The squeeze of generations and the countless needs of each leave little time for caregivers to think of their own needs. Prioritizing our own health and enjoyment winds up feeling like just another task, so we knock it to the bottom of the to-do list, and keep on doing for everyone else.

But it takes energy to plaster on a smile and say “Happy Holidays,” as people in the grocery store greet you. It takes energy to decorate a loved one’s home, bake cookies, attend holiday performances, shop and wrap presents—all with a smile, of course. Eventually, you sit back and realize you don’t really feel like smiling at all. In spite of all your selfless effort, each person still did not get enough of your time. Everyone feels shortchanged, including you.

All of that energy directed toward creating a perfect holiday didn’t produce the perfect results for everyone. In your mind, you failed, and the guilt is all-consuming. You can carry on the tradition this year and run yourself ragged all winter, trying to make a holiday miracle happen, or you can drop the perfect fantasy and lose the guilt.

5 Steps for Avoiding Caregiver Guilt Over the Holidays

  1. Reset the computer in your head. That’s right. Wipe out the hard drive that carries holiday memories of the past. The perfection you remember is likely skewed, anyway. The circumstances back then were very different, and it’s time to celebrate the holidays in a new way that fits your life as it is right now.
  2. Watch a silly holiday movie. I’m serious.

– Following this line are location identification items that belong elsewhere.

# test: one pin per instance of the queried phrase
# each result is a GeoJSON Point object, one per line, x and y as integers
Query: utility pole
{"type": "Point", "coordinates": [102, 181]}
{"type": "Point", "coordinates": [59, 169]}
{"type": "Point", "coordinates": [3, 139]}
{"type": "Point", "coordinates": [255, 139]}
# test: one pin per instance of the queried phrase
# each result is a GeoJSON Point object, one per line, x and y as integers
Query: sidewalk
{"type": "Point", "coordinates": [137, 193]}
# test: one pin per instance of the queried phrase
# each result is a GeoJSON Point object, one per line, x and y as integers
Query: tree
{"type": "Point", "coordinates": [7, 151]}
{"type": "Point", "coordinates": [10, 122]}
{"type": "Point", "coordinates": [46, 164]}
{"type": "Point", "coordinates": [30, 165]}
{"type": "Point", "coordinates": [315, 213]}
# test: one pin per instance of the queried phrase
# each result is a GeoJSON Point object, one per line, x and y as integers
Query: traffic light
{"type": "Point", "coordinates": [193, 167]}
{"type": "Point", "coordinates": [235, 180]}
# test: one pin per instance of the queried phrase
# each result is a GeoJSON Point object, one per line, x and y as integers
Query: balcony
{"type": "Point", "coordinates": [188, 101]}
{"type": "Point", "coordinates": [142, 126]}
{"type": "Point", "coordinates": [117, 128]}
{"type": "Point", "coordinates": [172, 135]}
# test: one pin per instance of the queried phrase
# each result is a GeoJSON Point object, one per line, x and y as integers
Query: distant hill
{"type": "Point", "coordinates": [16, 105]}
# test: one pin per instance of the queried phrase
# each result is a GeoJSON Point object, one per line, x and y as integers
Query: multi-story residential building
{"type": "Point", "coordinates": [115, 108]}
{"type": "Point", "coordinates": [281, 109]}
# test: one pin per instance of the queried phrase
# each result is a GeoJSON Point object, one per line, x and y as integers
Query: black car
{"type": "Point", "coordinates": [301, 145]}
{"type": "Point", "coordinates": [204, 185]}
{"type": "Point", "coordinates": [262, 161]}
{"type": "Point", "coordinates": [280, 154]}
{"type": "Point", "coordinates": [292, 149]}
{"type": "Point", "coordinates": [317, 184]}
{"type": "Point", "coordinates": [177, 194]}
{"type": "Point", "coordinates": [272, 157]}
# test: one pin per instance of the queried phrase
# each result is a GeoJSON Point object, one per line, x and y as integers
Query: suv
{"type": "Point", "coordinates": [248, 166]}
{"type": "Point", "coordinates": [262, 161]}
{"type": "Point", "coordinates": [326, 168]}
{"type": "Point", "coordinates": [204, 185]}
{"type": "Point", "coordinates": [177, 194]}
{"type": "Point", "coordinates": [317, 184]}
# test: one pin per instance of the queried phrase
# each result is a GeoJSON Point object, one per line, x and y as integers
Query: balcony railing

Find a funny, imperfect and touching holiday movie, like “Elf” or “National Lampoon’s Christmas Vacation,” and make it a part of your celebration each year. Years ago, my youngest son and I started watching “Merry Christmas, Mr. Bean” each Thanksgiving holiday. The tradition began after we experienced deaths in the family over the holidays two years in a row. After the second solemn holiday season, I still remember my son saying to me, “I hope we don’t have a funeral this Christmas.” We didn’t. However, we did again the following Christmas. Throughout our funeral-strewn holidays, we watched “Mr. Bean” at least once. Somehow this character, who lives in his own little world, is able to create his own happiness. When he tries to live life like other people, he fails. But when he is true to himself, he is happy. There’s an important lesson there.
  3. Be thankful. In most cases, before we can be thankful, we have to come to accept where we are in life. Often there are circumstances that we would love to change and many that we never anticipated, but it’s where we are. If we accept it, then we can work our way toward expressing some gratitude. Maybe this gratitude is only that we are learning and growing from our hardships and setbacks. But even slight feelings of appreciation can help improve our attitude and help us see what is really important.
  4. Communicate with your loved ones. Even small children can understand, if they are told in a loving way, that your time is short or you have to cut corners because Grandma and other family members rely on you, too. Communicate the same thing to the elder(s) in your care. Helping the entire family understand that each person’s desires are important but that you have a lot on your plate can help keep their expectations more realistic. You’d be surprised how much a senior, even one who has dementia, can understand. The holidays are about giving and sharing out of love. Having this conversation with the family may even inspire them to lend a hand or cause your elders to encourage you to spend quality time with your kids.
  5. Simplify your plans and enjoy what truly matters. Forgive yourself for the scant decorations, the online shopping and the skipped Christmas cards. In fact, congratulate yourself! Remind yourself that your health and sanity are a gift to your loved ones. By skimping on some of the frills, they will have more quality time with you. And that is far, far more important than a Norman Rockwell Christmas.